# Book Recommender---Part 5(Collaborative filtering with latent factor models)

This part of approach is largely inspired by [this paper](https://datajobs.com/data-science-repo/Recommender-Systems-[Netflix].pdf)

Latent factor models are an approach that tries to explain the ratings by charactrering both items and users on. Some of the most successful realization of latent factor models are based on matrix factorization. In its basic form, matrix factorization charactrizes both items and users by vectors of factors inferred form item rating patterns. High correspondence between item and users facotrs leads to a recommendation.

Matrix factorizaiton models map both users and items to a joint latent facotr space of dimensionality of f, such that user-item interactions are modeled as inner products in that space. Accordingly, each item i is associated with a vector $q_i∈R^f$, and each user u is associated with a vector $p_u∈R^f$. For a given item i, the element of $q_i$ measures those factors, positve or negative. For given user u, the elements of $p_u$ measure the extent of interest the user has in items that are high on the corresponding factors, again, positive or negative. 

![image.png](attachment:image.png)

The above figure illustrates this idea for a simplified example in two dimensions. Consider two hypothetical dimensions characterized as female- versus male-oriented and serious versus escapist. The figure shows where several well-known movies and a few fictitious users might fall on these two dimensions. For this model, a user’s predicted rating for a movie, relative to the movie’s average rating, would equal the dot product of the movie’s and user’s locations on the graph.
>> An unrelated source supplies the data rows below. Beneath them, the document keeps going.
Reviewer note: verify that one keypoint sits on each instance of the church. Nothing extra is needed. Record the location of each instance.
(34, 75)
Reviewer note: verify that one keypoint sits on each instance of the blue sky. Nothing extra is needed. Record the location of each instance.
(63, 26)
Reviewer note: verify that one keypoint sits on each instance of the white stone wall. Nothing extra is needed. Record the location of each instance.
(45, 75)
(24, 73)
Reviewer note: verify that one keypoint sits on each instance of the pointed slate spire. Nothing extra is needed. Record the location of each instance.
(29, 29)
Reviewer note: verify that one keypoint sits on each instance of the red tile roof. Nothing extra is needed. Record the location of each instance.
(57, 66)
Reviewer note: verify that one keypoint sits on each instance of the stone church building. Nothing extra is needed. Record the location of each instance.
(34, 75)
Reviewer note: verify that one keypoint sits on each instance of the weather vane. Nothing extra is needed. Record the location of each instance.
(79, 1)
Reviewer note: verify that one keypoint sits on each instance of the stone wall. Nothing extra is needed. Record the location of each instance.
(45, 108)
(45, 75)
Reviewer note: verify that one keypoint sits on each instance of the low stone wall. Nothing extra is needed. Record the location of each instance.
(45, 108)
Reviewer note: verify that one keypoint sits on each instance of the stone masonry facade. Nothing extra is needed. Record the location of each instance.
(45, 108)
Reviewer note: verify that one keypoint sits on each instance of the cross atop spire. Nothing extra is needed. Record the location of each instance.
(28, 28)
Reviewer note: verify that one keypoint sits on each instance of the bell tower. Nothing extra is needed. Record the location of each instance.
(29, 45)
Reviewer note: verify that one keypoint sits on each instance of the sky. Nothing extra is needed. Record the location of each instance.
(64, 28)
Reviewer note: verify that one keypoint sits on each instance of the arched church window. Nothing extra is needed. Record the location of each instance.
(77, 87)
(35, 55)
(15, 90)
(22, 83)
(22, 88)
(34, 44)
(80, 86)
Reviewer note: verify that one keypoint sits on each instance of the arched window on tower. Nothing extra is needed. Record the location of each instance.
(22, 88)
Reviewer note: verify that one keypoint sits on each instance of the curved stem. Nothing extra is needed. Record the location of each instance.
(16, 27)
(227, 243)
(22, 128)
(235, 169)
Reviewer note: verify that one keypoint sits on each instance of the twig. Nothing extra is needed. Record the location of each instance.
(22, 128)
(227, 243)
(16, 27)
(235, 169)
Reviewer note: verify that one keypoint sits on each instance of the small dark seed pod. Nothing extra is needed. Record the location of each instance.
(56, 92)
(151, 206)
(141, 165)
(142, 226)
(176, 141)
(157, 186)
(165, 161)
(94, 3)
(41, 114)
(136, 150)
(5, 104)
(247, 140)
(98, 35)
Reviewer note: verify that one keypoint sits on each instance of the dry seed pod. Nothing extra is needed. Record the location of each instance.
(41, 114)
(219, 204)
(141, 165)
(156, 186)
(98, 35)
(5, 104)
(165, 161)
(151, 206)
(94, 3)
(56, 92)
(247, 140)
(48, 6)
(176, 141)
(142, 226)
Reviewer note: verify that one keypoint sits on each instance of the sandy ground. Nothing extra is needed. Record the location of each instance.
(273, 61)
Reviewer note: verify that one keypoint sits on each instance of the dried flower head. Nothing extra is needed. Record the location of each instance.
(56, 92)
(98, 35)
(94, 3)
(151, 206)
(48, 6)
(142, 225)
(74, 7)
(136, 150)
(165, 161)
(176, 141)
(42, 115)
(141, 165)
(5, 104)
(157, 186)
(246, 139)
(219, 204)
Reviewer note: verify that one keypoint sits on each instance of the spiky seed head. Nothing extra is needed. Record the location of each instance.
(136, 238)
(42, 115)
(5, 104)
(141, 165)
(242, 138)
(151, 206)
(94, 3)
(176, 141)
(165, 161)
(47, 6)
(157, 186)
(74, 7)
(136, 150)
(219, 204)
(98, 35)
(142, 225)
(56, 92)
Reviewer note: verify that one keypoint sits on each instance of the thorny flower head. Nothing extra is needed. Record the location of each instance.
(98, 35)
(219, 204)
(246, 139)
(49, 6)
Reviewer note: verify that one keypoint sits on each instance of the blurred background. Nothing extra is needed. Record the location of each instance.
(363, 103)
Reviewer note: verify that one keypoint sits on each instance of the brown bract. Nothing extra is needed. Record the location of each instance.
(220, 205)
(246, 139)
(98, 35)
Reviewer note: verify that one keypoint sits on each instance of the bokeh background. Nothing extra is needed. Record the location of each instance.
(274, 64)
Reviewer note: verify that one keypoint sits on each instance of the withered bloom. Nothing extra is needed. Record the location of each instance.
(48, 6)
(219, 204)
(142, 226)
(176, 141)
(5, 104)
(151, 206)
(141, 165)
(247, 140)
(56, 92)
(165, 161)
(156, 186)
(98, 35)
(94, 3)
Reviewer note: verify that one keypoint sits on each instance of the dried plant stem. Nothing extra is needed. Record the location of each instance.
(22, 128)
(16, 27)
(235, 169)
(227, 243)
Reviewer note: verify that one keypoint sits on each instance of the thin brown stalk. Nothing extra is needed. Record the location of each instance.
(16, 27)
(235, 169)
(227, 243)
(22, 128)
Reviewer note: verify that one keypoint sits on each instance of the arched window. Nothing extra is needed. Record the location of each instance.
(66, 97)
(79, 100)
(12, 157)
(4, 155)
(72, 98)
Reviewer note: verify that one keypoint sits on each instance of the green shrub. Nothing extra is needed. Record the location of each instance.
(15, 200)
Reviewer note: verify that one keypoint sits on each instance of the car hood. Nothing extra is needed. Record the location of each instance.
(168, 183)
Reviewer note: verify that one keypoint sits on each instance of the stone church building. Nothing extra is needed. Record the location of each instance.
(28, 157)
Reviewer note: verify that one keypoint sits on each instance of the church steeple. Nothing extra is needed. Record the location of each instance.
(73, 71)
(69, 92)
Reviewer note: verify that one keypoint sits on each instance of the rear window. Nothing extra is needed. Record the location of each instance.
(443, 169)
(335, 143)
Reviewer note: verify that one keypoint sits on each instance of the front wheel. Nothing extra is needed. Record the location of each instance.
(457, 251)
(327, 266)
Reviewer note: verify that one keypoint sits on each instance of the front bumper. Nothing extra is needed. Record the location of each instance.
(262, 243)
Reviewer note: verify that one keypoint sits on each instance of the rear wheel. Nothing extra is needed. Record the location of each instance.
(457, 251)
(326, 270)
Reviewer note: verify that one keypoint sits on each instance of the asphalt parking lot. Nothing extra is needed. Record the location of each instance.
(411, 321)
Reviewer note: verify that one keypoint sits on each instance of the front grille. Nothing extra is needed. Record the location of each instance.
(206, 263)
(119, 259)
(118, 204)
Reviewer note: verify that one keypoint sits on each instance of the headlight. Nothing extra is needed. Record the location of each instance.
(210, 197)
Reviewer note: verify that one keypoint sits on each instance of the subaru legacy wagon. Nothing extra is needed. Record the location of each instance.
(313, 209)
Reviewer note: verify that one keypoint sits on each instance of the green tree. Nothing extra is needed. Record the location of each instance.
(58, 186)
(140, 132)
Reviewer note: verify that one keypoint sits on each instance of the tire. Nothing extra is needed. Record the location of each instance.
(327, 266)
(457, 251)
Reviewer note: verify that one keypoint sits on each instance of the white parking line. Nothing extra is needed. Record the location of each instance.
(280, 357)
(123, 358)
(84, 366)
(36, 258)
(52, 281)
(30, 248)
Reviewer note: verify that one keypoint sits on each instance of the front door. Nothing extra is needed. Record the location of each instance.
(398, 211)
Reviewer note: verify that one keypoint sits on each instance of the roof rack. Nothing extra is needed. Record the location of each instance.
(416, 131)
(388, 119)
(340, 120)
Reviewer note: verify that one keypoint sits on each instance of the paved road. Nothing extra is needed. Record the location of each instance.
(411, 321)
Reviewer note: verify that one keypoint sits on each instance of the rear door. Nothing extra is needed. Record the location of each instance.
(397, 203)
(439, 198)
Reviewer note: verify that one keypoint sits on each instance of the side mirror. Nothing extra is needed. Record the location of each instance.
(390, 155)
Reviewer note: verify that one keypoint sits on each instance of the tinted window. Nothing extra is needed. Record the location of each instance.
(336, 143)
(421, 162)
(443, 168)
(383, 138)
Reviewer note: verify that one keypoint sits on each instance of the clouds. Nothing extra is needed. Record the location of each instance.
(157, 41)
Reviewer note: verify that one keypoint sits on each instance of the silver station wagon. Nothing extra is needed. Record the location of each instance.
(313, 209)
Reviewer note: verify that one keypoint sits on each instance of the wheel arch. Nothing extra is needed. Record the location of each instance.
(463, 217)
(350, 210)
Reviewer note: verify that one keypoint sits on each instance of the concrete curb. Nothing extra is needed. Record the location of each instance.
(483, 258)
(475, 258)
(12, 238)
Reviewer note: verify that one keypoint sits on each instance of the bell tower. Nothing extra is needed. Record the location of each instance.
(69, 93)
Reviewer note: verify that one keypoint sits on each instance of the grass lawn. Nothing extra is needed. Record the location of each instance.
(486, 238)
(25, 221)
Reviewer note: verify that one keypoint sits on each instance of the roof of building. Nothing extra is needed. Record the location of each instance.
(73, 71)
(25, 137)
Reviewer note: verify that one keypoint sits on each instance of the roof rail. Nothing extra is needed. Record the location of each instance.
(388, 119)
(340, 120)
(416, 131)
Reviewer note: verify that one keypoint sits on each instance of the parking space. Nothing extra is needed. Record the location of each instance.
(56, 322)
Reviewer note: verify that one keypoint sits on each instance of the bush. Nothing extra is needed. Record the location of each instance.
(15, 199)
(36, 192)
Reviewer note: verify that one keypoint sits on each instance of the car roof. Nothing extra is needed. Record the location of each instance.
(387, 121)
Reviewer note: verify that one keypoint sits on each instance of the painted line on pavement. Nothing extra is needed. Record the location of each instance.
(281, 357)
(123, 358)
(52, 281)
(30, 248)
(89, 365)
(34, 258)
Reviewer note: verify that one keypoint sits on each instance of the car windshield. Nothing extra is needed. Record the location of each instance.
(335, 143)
For example, we would expect Gus to love Dumb and Dumber, to hate The Color Purple, and to rate Braveheart about average. Note that some movies— for example, Ocean’s 11—and users—for example, Dave—would be characterized as fairly neutral on these two dimensions.
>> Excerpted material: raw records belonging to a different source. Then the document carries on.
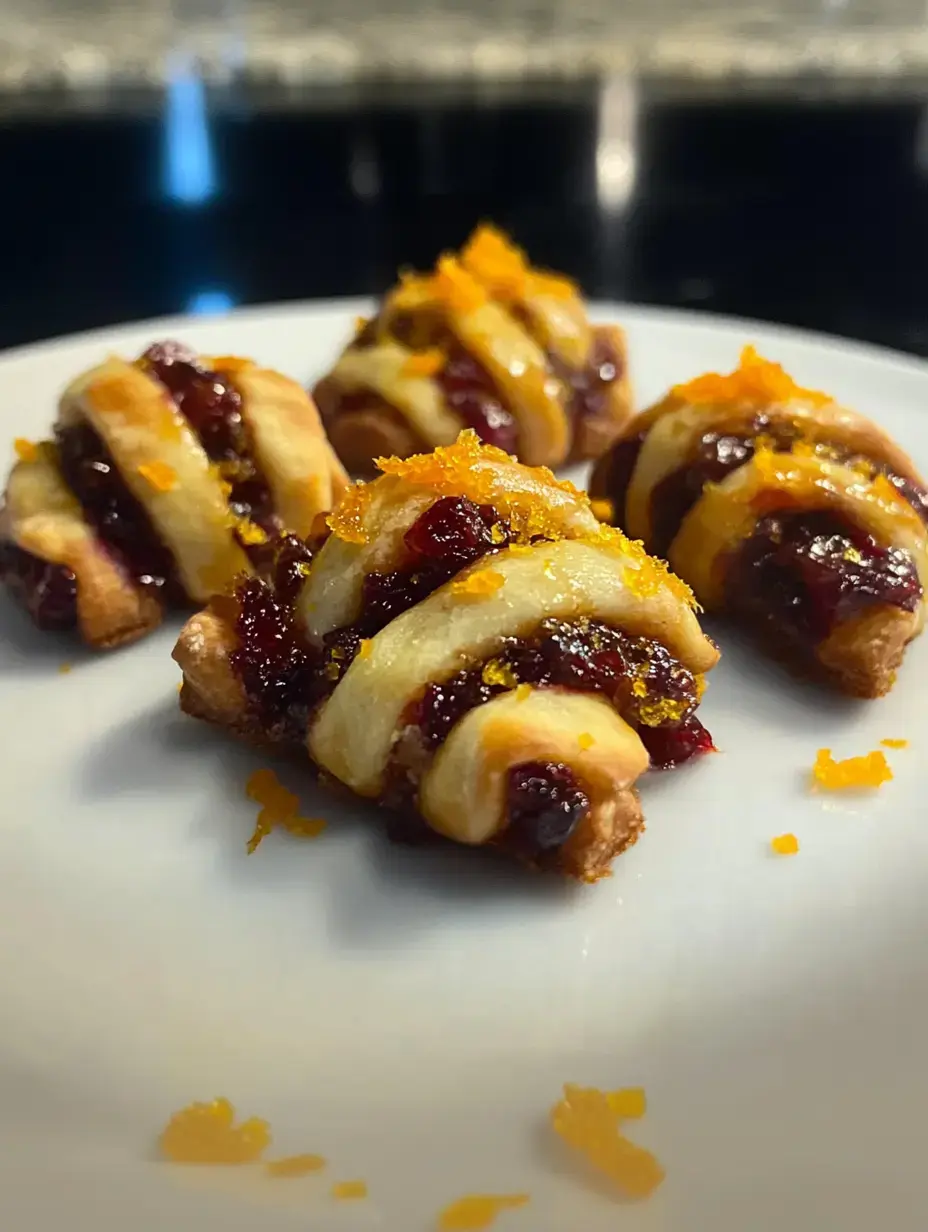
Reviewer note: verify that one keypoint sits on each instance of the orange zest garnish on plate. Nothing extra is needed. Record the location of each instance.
(279, 808)
(207, 1134)
(346, 1190)
(784, 844)
(477, 1211)
(852, 774)
(587, 1122)
(295, 1166)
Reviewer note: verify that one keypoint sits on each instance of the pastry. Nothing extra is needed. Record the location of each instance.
(468, 646)
(797, 518)
(486, 343)
(164, 481)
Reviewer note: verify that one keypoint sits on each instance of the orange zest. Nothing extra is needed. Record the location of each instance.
(784, 844)
(295, 1166)
(477, 1211)
(587, 1122)
(280, 808)
(756, 381)
(346, 1190)
(159, 476)
(207, 1134)
(852, 774)
(478, 585)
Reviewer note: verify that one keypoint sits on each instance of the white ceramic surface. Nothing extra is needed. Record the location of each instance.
(412, 1015)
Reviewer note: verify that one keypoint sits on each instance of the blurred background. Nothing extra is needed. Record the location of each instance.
(767, 160)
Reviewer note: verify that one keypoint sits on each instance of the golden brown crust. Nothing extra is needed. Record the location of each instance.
(594, 434)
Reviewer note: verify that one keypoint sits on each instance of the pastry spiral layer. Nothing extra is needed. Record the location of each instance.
(163, 482)
(484, 343)
(799, 518)
(472, 647)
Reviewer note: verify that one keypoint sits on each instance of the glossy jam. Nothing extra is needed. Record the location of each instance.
(212, 407)
(640, 676)
(800, 574)
(590, 386)
(450, 535)
(121, 521)
(277, 669)
(47, 591)
(471, 393)
(545, 805)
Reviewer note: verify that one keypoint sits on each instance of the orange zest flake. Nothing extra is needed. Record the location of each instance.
(852, 774)
(627, 1104)
(478, 585)
(295, 1166)
(346, 521)
(756, 381)
(345, 1190)
(424, 364)
(587, 1122)
(477, 1211)
(496, 673)
(784, 844)
(159, 476)
(207, 1134)
(279, 808)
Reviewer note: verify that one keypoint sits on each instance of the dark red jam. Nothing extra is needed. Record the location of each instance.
(800, 574)
(212, 407)
(471, 393)
(47, 591)
(450, 535)
(545, 805)
(120, 520)
(276, 667)
(590, 385)
(639, 676)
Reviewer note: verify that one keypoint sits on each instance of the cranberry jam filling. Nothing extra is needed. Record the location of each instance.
(212, 407)
(121, 521)
(800, 574)
(47, 591)
(545, 803)
(640, 676)
(589, 386)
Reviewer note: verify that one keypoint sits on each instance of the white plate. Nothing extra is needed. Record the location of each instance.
(412, 1015)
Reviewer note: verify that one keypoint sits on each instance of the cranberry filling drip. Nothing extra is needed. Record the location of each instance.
(450, 535)
(639, 675)
(47, 591)
(800, 574)
(471, 393)
(589, 386)
(123, 525)
(276, 667)
(212, 407)
(545, 805)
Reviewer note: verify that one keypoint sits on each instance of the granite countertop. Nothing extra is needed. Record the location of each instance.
(84, 43)
(807, 208)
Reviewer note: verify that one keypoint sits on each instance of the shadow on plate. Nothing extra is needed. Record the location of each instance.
(377, 892)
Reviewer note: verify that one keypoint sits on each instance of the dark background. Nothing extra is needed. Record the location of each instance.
(809, 208)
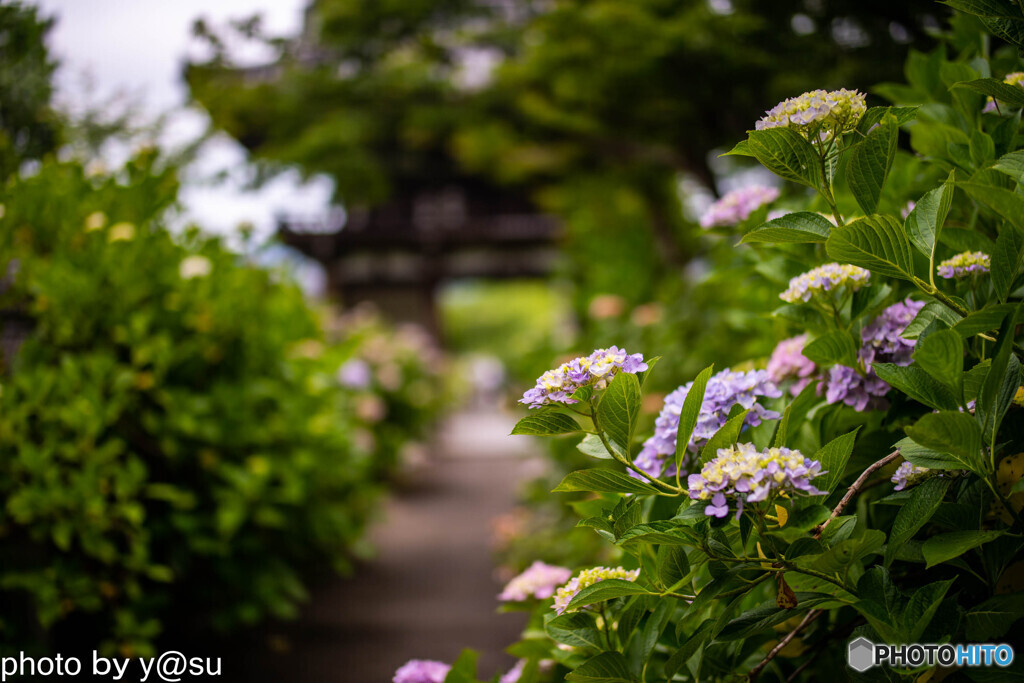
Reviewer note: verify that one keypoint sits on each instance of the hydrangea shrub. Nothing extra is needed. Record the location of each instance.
(877, 491)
The resulting dot product,$q_i^Tp_u$, captures the interaction between user u and item i--the user's overall interest in the item's characteristcis. This approximates user u's rating of item i, which is denoted by $r_{ri}$,leading to the estimate
$$\hat{r_{ui}}=q_i^Tp_u$$

In order to compute the $q_i∈R^f$ and $p_u∈R^f$, We minimize the regularized squared error on the set of konwn ratings:
$$minimize(\sum_{u,i∈k}(r_{ui}-q_i^Tp_u)^2+λ(||q_i||^2+||p_u||^2))$$
here k is the set of (u,i) pairs for which $r_{ui}$ is known(in training set)
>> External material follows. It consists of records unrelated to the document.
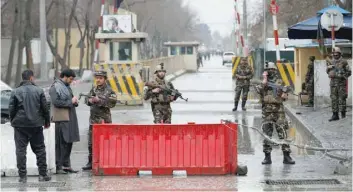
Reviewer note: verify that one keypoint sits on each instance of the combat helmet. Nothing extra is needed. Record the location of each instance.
(101, 73)
(271, 65)
(159, 68)
(337, 50)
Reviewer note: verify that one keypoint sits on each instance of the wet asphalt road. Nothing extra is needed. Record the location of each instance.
(210, 94)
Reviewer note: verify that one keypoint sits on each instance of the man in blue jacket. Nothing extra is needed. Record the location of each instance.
(28, 114)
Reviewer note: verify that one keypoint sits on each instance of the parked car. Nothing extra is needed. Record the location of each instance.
(5, 100)
(227, 57)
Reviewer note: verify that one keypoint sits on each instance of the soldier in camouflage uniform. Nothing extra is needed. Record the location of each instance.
(243, 75)
(309, 81)
(338, 71)
(160, 102)
(102, 99)
(273, 116)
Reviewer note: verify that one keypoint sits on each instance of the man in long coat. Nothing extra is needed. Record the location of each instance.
(63, 104)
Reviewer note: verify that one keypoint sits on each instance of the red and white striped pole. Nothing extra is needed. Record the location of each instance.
(99, 31)
(239, 36)
(274, 10)
(237, 22)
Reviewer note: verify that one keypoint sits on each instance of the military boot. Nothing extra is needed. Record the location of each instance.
(343, 114)
(235, 106)
(45, 177)
(287, 159)
(243, 103)
(89, 164)
(23, 179)
(267, 160)
(334, 117)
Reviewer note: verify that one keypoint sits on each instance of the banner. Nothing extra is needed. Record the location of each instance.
(117, 24)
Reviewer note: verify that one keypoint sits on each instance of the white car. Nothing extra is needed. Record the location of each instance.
(227, 57)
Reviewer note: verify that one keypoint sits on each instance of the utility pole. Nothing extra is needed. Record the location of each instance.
(264, 33)
(43, 41)
(245, 24)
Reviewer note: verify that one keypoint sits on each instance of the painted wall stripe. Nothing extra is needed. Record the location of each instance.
(291, 72)
(283, 74)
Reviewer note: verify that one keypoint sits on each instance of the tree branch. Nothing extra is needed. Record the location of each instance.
(49, 7)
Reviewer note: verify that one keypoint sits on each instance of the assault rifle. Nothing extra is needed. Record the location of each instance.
(275, 87)
(167, 91)
(100, 97)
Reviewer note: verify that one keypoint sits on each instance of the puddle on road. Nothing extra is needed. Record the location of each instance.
(250, 141)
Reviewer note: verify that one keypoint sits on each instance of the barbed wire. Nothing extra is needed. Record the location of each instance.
(290, 142)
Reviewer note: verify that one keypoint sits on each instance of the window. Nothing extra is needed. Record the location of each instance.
(172, 50)
(190, 50)
(182, 50)
(120, 51)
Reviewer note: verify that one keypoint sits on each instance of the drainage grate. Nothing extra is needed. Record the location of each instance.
(303, 182)
(33, 185)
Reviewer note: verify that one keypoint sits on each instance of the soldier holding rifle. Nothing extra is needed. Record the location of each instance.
(101, 98)
(161, 93)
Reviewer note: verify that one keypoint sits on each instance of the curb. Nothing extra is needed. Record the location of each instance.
(175, 75)
(292, 115)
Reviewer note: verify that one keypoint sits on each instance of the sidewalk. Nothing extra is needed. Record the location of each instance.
(336, 134)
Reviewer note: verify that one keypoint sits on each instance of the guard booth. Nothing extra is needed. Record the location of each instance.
(186, 49)
(119, 57)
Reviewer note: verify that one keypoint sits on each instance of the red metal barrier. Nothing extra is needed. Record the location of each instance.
(199, 149)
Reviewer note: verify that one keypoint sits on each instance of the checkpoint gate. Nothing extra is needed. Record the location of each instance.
(125, 80)
(119, 58)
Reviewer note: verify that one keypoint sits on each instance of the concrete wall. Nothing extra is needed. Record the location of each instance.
(172, 64)
(5, 53)
(322, 82)
(75, 50)
(301, 61)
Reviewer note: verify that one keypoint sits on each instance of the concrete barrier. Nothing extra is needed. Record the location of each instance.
(8, 152)
(171, 64)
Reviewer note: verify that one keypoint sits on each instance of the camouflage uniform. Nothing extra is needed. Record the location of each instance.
(160, 102)
(338, 71)
(309, 81)
(100, 111)
(273, 116)
(243, 75)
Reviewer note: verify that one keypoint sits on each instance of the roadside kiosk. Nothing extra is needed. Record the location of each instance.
(188, 50)
(119, 57)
Alternating least squares approach to learn the optimized $q_i∈R^f$ and $p_u∈R^f$: if we fix one of the $q_i$ and $p_u$, the optimization problem becomes quadratic and can be solved optimally. ALS tecniques rotate between fixing the $q_i$'s and the $p_u$'s. When all $p_u$'s are fixed, the sysytem recomputes the $q_i$'s by solving a least-square problem, and vice versa. This ensure that each step decreases in above equation until convergence.



In [1]:
import numpy as np
import pandas as pd
pd.set_option('display.width', 500)
pd.set_option('display.max_columns', 100)
import re
from tqdm import tqdm_notebook as tqdm

from sklearn.model_selection import train_test_split
from sklearn.metrics import mean_squared_error
from collections import defaultdict
from scipy import sparse

from math import sqrt
import warnings
warnings.filterwarnings("ignore")

# 1. Construct user_book matrix

In [2]:
books_df=pd.read_csv('./goodreads/books.csv')
books_df['bookID']=books_df['bookID'].astype('str')
books_df['authorID']=books_df['authorID'].astype('str')
ratings=pd.read_csv('./goodreads/final_ratings.csv')
ratings['bookID']=ratings['bookID'].astype('str')
ratings['userID']=ratings['userID'].astype('str')
ratings=ratings[ratings['bookID'].isin(books_df['bookID'])] # remove the books which is not in books_df
ratings['user_count']=ratings.groupby('userID')['userID'].transform('count') 
ratings=ratings[ratings['user_count']>20] #only train the model to user who have rated no less than 20 books
userid_list=ratings['userID'].unique()

In [3]:
#split the data into train and test
train, test = train_test_split(ratings,
                               stratify=ratings['userID'], 
                               test_size=0.20,
                               random_state=42)

In [4]:
#create the idx to bookid dictionary and bookid to idx dictionary
idx_to_bookid=books_df['bookID'].to_dict()
bookid_to_idx={}
for k,v in idx_to_bookid.items():
    bookid_to_idx[v]=k
num_books=len(idx_to_bookid)
print(f"number of books={num_books}")

number of books=2970


In [5]:
#create the idx to userid dictionary and userid to idx dictionary
idx_to_userid=dict(enumerate(train['userID'].unique()))
userid_to_idx={}
for k,v in idx_to_userid.items():
    userid_to_idx[v]=k
num_users=len(idx_to_userid)
print(f"number of users={num_users}")

number of users=3512


In [6]:
#construct the user_book matrix
user_book_matrix=np.zeros((num_users,num_books))
for _,row in train.iterrows():
    user_book_matrix[userid_to_idx[row['userID']],bookid_to_idx[row['bookID']]]=row['rating']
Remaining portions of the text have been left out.